それらしい人影は無い。エアコンも点いていない。寝室へ向かう。こちらもエアコンが点いておらず、ムッと熱気が立ち込めている。エアコンの電源も点けておく。
寝室の電気を点けると、そんな部屋の端っこに、野良は居た。
「遅くなってごめん……」
蹲って丸くなった背中に手を当てる。びくりと跳び跳ねない様子を見るに、声は聞こえているらしい。背中はうっすらと汗で濡れている。
ぎゅっと抱き締めてやる。
「不安にさせて、ごめん。……なんか食べた?」
昼は弁当を渡しているが、小腹がすいた時用に、惣菜パンや冷凍食品、インスタント食品をストックしていた。
野良は首を振る。
「じゃ、お腹空いたよな。直ぐ用意するから、一緒に食べよう」
野良はまだ自分の膝を抱える腕をほどかないが、頷く気配があったのでその場を離れた。
確か、レンジでチンするだけの冷凍うどんがあったはず。冷凍庫に小間切れ肉も。肉うどんにしようか。直ぐ出来る。

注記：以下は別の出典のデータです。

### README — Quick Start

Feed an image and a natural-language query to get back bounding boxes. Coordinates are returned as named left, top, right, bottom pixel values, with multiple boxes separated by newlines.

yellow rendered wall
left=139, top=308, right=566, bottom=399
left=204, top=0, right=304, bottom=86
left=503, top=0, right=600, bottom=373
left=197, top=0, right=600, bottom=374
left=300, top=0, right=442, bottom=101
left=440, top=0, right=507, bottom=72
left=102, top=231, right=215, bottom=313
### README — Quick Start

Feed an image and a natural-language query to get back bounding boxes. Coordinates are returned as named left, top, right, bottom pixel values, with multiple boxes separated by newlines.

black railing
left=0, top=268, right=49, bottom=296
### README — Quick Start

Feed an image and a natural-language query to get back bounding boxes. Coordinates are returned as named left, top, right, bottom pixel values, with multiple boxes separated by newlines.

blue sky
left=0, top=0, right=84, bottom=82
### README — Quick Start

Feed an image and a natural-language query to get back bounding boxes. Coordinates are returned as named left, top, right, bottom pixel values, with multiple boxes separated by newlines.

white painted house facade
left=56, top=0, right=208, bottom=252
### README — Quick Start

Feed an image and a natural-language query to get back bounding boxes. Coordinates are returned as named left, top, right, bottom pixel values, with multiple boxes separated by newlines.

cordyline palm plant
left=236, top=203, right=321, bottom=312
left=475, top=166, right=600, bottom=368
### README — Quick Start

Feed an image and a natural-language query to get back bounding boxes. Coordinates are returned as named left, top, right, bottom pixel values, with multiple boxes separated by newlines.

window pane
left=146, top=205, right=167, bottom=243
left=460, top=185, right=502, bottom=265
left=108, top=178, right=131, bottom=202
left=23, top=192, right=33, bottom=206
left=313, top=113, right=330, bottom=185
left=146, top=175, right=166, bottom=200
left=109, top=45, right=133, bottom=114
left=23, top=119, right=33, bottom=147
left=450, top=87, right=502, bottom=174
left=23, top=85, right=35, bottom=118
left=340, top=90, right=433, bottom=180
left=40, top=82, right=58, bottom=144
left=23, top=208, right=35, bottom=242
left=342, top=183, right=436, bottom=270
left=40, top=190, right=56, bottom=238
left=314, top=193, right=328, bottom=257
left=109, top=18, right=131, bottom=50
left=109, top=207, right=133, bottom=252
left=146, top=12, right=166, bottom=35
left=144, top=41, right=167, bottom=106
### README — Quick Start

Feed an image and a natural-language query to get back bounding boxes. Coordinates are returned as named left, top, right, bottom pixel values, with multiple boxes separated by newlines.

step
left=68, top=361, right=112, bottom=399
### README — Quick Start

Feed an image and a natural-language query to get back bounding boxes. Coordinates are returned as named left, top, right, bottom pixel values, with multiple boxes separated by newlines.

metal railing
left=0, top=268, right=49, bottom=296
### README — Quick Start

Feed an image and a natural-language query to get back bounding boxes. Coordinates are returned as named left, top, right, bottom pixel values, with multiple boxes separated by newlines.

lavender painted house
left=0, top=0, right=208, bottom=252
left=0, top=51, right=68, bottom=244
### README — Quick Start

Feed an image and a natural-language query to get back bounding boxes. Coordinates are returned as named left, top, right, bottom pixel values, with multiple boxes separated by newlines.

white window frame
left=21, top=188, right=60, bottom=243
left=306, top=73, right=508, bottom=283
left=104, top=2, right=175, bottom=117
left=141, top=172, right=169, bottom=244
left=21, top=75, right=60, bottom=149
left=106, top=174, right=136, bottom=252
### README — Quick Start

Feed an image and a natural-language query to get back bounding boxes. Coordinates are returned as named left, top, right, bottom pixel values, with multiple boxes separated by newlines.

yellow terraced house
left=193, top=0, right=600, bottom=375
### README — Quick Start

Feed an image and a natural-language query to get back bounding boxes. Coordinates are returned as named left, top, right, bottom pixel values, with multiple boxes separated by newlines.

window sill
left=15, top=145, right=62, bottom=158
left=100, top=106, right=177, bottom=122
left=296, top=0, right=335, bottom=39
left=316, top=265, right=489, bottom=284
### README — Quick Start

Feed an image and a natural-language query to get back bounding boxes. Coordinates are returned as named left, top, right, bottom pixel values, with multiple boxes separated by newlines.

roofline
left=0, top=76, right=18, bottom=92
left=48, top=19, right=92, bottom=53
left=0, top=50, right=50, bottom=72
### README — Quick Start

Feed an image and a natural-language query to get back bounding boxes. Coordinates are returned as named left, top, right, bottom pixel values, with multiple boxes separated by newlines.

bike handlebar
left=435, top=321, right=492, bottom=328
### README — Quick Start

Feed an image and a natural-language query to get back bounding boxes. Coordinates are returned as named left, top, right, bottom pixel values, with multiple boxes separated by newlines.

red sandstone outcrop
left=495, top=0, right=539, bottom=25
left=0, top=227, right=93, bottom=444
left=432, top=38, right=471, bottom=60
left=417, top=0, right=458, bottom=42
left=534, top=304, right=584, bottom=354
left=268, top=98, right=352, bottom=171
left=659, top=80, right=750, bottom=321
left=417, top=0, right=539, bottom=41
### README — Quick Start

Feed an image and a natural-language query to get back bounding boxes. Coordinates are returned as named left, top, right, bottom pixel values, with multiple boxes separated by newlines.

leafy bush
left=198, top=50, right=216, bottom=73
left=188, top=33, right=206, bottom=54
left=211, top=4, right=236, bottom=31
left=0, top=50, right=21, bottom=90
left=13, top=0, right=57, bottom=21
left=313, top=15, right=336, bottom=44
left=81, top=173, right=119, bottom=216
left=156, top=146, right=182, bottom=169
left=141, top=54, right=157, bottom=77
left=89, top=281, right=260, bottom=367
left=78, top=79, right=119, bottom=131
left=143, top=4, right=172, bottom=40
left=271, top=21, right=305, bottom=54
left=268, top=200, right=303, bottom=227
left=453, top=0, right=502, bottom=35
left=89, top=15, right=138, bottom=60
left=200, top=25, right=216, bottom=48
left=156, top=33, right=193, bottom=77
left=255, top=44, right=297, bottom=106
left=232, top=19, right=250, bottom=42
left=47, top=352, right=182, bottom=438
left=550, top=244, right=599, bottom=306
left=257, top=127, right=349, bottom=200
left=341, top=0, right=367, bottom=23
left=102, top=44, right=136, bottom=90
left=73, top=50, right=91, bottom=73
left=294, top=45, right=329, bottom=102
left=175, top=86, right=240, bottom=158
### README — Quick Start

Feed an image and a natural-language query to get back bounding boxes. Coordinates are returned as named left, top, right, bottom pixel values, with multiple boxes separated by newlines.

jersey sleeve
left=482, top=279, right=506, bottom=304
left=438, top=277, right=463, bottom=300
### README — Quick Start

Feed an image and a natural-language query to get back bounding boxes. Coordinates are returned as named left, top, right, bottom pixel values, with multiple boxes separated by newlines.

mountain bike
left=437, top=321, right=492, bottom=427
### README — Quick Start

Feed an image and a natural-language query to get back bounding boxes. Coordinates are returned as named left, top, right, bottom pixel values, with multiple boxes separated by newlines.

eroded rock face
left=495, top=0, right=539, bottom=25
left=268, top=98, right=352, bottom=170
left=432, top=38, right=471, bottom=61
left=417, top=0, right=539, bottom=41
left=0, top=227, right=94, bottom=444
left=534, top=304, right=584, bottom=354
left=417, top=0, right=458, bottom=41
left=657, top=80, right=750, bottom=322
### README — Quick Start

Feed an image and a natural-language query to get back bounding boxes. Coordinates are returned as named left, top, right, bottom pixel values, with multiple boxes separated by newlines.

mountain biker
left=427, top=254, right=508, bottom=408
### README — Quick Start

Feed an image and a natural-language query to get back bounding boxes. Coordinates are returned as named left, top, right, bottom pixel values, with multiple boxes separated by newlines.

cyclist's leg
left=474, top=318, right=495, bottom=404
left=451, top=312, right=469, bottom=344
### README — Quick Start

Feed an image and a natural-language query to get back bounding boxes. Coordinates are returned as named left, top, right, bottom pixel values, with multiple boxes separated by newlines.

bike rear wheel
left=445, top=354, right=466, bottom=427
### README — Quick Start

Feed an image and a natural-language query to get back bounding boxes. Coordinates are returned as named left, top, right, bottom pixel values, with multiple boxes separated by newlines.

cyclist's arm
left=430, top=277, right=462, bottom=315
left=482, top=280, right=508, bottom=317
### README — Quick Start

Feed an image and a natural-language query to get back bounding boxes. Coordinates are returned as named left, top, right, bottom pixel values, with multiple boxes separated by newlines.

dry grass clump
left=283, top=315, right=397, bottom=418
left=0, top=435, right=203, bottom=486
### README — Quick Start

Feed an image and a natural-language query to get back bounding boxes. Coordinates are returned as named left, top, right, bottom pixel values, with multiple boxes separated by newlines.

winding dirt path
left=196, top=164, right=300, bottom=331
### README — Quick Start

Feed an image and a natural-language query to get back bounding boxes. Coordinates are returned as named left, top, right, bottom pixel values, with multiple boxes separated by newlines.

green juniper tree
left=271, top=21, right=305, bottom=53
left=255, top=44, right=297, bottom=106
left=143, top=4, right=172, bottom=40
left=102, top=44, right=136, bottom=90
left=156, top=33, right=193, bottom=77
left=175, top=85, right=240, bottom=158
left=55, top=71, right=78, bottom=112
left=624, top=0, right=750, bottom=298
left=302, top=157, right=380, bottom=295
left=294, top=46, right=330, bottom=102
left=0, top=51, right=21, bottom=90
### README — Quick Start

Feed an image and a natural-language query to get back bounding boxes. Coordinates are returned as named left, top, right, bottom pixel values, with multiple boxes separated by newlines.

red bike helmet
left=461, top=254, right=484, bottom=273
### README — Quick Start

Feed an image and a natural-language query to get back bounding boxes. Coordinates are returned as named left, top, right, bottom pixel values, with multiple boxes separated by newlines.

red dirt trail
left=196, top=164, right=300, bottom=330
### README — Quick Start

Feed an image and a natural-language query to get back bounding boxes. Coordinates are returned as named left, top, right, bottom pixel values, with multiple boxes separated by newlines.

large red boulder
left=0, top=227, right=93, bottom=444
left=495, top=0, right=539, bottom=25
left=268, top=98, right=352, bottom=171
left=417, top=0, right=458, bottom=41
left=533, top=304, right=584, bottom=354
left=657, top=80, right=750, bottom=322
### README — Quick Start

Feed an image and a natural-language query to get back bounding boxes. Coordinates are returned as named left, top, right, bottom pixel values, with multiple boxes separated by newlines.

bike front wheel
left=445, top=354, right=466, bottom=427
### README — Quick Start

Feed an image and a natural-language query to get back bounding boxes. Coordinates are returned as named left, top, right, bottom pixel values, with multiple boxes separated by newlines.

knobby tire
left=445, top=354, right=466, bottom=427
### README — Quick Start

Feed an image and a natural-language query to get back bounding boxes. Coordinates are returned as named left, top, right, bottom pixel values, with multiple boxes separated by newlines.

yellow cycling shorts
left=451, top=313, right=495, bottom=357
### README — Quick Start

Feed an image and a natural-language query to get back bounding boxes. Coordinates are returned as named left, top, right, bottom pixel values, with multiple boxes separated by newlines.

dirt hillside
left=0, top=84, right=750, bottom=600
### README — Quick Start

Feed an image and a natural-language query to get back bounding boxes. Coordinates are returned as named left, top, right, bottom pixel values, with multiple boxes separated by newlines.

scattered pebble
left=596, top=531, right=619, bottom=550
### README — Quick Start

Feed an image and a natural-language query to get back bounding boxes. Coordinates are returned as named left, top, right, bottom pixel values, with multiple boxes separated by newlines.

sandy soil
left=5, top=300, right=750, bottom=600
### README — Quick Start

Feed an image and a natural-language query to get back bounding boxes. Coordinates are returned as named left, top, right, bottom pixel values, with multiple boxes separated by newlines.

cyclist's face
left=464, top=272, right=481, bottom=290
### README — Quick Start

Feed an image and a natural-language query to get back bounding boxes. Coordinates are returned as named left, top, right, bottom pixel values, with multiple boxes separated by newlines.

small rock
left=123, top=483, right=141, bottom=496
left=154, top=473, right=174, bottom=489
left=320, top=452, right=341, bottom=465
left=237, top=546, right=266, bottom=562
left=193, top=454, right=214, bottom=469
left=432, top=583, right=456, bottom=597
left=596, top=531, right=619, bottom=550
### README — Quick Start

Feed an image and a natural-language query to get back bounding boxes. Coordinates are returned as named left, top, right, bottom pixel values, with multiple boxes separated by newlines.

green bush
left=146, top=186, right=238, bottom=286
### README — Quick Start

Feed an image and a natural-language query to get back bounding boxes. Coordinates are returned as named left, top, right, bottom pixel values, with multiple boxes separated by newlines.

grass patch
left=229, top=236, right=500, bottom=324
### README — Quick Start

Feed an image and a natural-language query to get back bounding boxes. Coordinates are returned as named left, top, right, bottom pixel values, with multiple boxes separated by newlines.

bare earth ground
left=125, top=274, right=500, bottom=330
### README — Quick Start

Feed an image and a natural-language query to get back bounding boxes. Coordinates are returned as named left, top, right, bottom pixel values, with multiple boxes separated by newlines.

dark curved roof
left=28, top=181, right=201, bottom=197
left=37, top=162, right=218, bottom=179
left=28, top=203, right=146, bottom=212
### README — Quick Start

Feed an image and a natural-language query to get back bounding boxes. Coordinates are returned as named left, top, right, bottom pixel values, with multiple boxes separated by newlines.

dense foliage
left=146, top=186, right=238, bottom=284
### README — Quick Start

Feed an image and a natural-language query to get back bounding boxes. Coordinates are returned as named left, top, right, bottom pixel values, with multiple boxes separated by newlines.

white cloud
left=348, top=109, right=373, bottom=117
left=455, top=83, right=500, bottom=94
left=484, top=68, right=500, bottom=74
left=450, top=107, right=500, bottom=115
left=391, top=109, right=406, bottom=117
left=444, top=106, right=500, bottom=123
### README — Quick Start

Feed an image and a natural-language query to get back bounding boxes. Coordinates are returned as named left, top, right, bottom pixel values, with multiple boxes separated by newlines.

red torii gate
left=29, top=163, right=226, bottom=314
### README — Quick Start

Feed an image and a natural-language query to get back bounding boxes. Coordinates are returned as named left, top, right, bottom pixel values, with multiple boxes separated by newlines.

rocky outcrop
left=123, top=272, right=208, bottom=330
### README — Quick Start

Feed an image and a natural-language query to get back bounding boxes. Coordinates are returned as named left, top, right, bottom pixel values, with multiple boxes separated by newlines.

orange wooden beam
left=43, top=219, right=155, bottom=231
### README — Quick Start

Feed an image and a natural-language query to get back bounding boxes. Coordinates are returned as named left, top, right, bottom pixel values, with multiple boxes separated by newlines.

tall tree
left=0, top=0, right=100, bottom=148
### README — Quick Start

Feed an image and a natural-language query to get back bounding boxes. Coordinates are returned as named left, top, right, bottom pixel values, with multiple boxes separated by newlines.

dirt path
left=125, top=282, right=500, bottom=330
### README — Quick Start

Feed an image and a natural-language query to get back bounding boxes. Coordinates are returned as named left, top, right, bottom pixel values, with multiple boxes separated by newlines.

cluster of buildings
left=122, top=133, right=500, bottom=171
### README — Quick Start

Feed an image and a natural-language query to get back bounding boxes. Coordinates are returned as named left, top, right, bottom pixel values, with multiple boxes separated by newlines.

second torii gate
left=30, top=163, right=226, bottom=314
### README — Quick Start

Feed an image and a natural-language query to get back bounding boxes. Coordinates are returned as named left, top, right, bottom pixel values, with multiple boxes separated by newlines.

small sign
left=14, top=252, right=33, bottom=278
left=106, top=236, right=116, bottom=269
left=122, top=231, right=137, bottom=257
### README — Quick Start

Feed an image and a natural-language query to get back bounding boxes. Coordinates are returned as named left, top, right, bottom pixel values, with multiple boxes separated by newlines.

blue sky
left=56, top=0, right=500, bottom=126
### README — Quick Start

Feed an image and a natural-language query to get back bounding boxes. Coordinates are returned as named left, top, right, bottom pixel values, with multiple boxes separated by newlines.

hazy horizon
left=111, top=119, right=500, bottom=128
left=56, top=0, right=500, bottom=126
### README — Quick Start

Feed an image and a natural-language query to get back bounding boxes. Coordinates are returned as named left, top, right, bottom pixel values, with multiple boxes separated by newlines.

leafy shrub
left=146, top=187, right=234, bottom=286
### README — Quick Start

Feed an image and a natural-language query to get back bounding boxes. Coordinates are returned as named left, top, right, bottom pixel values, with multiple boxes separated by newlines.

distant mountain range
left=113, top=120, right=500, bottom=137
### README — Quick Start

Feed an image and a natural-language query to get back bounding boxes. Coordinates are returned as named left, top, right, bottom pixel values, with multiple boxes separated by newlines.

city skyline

寝室の扉は開けたままにして、エアコンの冷気がそちらにも流れるようにした。熱中症も不安だ。日中はエアコンを点けていいと言うのに、野良はそうしなかった。申し訳無いと思うのだろうか、単に、あっくんの家がそうだったのか。
わからない。
未だに、野良の対応がわからないことが沢山ある。
きっと、だから、未だに本名を教えて貰えていない。